It suprised me that if I “hacked” BenchmarkTools.DEFAULT_PARAMETERS.samples = 1 !!! it still took long time:

real    0m42,249s
user    0m42,111s
sys     0m0,376s

#18

Looks more like a constant factor improvement to me, so both seem to scale equally (in contrast to the flatter curves of optimized Julia and C++). In fact, I wouldn’t have expected optimized Julia and C++ to scale better on identical algorithms (SIMD should only improve a constant factor), so maybe there are subtle algorithmic differences. Not sure if pre-allocation alone can cause this difference.

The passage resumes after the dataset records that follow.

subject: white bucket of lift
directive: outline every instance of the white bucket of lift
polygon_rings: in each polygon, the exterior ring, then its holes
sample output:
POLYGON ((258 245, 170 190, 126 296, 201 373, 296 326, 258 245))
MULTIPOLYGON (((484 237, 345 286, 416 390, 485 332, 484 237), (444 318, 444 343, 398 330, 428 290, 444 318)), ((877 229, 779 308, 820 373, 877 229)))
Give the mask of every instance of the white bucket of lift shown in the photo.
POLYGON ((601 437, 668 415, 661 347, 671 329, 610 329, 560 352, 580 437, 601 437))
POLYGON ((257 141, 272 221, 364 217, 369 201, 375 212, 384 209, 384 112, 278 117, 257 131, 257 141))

Sounds like comparing g++ to LLVM and possibly different compiler options? The only way I can see numba be faster in a single-thread setting.


#19

Or it’s just one of the performance bugs for broadcast on v1.0.


#20

Ah, sorry :confused: it was faster only by “epsilon” so I would rather say that all 3 versions (C++, python-numba and Julia-simd) showed equal (or very comparable) performance.

Julia is comparable with julia-simd-speed.jl which use for cycle:

function f(r, x1, x2, x3, x4, x5, x6, x7, x8)
    @inbounds @simd for i in eachindex(x1)
        r[i] = x1[i] + x2[i]
    end
end